Ne verebilirseniz verin, neye ihtiyacınız varsa alın. – George Whitman
Shakespeare and Company’de beni içine çeken en büyük şey bana evimdeymişim gibi hissettirmesiydi. İçeri girdiğim andan itibaren Paris’te yolunu kaybetmiş ve tek kelime Fransızca bilmeyen bir turist değil de her akşamüstü kahvemi alıp 1919 yılından bu yana açık olan bu kitabevine geliyormuşum gibi hissettirdi. Bana soracak olursanız bunun iki sebebi var: Birincisi, bu kitabevinin tam anlamıyla bir Fransız kitabevi olmayışı. İçinde çoğunlukla İngilizceye çevrilmiş kitapları bulunduran bu kitabevi tahmin ettiğinizden daha evrensel. Paris’in romantizmini ve İngiliz edebiyatını tek bir çatı altında birleştiren Shakespeare and Company’de ilginizi çeken bir kitap bulamamanız imkansız. Daha da fazlası çok özel kitapların çok özel basımlarına da ev sahipliği yapıyor bu küçük kitapçı. Shakespeare and Company’i yuva yapan bir diğer özelliği ise Fransızları kibirli bulan dünyaya ders vermek istercesine her detayın büyük bir misafirperverlikle işlenmesi.
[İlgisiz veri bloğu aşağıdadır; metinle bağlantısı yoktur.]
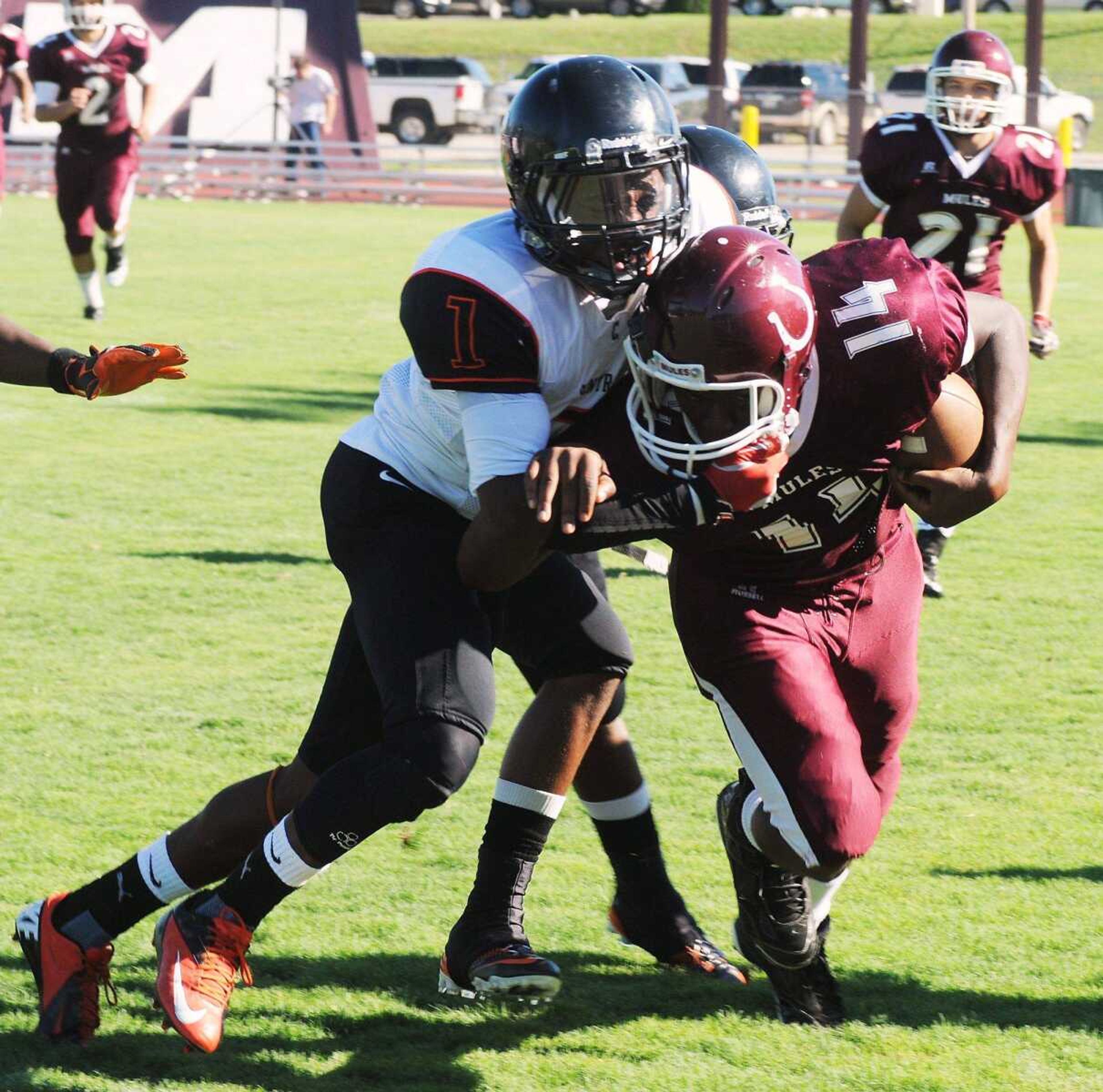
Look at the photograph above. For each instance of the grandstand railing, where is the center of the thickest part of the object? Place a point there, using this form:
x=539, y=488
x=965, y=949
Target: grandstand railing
x=186, y=170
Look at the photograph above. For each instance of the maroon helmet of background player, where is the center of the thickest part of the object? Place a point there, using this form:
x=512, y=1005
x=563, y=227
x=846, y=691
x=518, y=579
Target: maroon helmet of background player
x=722, y=354
x=970, y=55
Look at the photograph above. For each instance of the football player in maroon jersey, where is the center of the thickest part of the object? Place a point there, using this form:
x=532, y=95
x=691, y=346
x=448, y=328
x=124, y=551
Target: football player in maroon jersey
x=97, y=149
x=14, y=64
x=779, y=394
x=952, y=182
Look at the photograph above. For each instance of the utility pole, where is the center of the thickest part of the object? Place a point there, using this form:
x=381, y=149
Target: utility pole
x=717, y=55
x=856, y=97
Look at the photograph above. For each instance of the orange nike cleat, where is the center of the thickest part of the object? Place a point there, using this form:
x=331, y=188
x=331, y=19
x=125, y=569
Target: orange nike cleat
x=68, y=977
x=198, y=962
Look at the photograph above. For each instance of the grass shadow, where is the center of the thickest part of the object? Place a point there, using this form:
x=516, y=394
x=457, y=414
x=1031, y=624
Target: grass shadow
x=1094, y=873
x=279, y=404
x=425, y=1046
x=233, y=557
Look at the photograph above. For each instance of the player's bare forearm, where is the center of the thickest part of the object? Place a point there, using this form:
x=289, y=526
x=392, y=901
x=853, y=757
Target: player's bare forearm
x=504, y=543
x=58, y=112
x=148, y=101
x=859, y=213
x=27, y=95
x=25, y=359
x=1002, y=366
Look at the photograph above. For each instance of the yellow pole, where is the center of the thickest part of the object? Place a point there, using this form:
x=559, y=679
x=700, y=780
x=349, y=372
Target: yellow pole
x=748, y=125
x=1065, y=139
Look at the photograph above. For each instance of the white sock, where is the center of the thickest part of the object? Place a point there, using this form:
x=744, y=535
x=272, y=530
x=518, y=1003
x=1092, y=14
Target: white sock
x=822, y=894
x=93, y=290
x=533, y=800
x=608, y=811
x=284, y=861
x=751, y=806
x=159, y=874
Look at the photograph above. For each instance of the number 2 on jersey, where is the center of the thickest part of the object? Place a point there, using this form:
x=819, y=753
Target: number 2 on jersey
x=97, y=112
x=944, y=228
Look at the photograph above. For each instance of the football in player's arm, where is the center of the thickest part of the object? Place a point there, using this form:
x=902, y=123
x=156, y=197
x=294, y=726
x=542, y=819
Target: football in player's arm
x=28, y=361
x=951, y=182
x=779, y=504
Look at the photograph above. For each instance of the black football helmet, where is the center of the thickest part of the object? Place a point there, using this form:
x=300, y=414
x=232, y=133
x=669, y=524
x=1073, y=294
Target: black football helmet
x=597, y=173
x=744, y=173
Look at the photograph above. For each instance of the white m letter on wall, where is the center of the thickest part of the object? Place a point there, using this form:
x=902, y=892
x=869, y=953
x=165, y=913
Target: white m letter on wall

Bunlardan en etkileyicisi ikinci kata çıkan merdivenlerin her basamağında yer alan Hafız-ı Şiraz’ın kelimeleri:
Keşke suretime ışıl ışıl dökülen
Şu sonsuz parlaklığı sana gösterebilseydim.
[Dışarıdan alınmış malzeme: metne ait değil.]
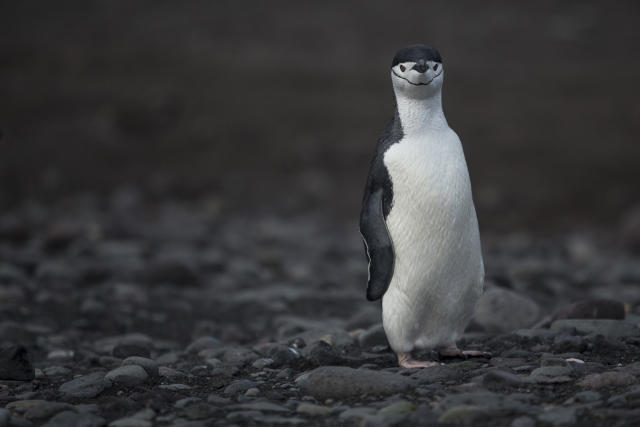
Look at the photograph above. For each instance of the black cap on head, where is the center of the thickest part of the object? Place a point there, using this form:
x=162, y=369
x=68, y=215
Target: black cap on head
x=416, y=52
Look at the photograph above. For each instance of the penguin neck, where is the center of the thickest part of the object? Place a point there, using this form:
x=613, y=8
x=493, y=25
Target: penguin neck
x=418, y=116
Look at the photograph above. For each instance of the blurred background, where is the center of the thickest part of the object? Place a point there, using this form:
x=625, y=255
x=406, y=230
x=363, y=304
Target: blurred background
x=276, y=106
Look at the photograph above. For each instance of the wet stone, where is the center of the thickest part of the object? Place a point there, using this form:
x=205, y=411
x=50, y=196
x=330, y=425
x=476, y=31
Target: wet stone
x=86, y=386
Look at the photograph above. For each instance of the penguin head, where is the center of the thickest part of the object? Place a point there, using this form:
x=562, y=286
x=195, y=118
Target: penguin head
x=417, y=72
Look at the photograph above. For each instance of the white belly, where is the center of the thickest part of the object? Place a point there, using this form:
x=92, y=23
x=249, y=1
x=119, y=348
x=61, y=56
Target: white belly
x=438, y=273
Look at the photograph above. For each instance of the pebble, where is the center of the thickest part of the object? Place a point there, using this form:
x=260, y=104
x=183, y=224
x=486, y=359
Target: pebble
x=203, y=343
x=15, y=363
x=312, y=409
x=74, y=419
x=86, y=386
x=341, y=382
x=128, y=375
x=239, y=386
x=606, y=327
x=149, y=365
x=607, y=379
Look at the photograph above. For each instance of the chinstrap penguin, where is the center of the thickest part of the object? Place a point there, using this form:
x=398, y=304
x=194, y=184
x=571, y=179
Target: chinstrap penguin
x=418, y=220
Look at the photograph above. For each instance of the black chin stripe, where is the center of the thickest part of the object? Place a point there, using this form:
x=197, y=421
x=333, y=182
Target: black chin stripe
x=415, y=84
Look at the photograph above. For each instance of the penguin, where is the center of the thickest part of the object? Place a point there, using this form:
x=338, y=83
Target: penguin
x=418, y=220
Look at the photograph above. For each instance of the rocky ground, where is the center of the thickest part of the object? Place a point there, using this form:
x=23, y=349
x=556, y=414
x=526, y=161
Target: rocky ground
x=126, y=312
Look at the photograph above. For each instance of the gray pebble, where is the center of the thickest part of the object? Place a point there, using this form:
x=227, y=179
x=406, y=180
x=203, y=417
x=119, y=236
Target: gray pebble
x=86, y=386
x=129, y=375
x=74, y=419
x=149, y=365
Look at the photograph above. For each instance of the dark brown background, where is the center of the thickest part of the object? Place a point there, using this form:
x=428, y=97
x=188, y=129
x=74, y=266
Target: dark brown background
x=276, y=106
Keşke sen yalnızken ve karanlıktayken
Kendi Varlığının o inanılmaz ışığını sana gösterebilseydim.
Beni bıraksalardı orada günlerce sıkılmadan kitap okuyabilirdim. Okuma, öğrenme ve tarihe izler bırakma ya da önceden bırakılmış izleri bulmak adına elimden geleni yapabilirdim. Rafların arasında kaybolduğum o bir saat bile bana on dakika gibi gelmişti. İşte o zaman kitapların büyüsüne kapıldığımı anladım. Paris’in en eski kitapçılarından birinde daha önce Hemingway’in göz gezdirdiği rafların arasında kitapların bizi olgunlaştırma olasılığıyla yüzleştim.
Shakespeare and Company, beni ve arkadaşlarımı oldukça güzel karşıladı. Her odada tarihten bambaşka izler yattığını fark etmemek imkansızdı. Her odada kitapların size kucak açtığını görünce hayatımın her anını kitaplarla doldurma isteği duydum. Orada yabancı ülkelerden bu küçük kitapçıyı görmeye gelip ellerindeki kitaplarda kaybolmuş yüzlerin masumiyetini ve samimiyetini tanıdım. Bizi yalnızca okumanın iyileştirebileceğiyle yüzleştim.
Bence bizi merdivenlerde karşılayan Hafız’ın sözleri Shakespeare and Company’yi özetlemek için en doğru seçim. Satırlarda gezinirken içinde bulunduğum o sonsuz parlaklığa bu yalnız ve karanlık kitapçıda rastladım. Ve düşündüm… Keşke ben de varlığınızın o inanılmaz ışığını size gösterebilsem. Keşke Shakespeare and Company’de ya da sıradan bir günde kitap okurken hissettiklerimi size gösterebilsem. Belki de bu yazı bunun için küçük bir adımdır.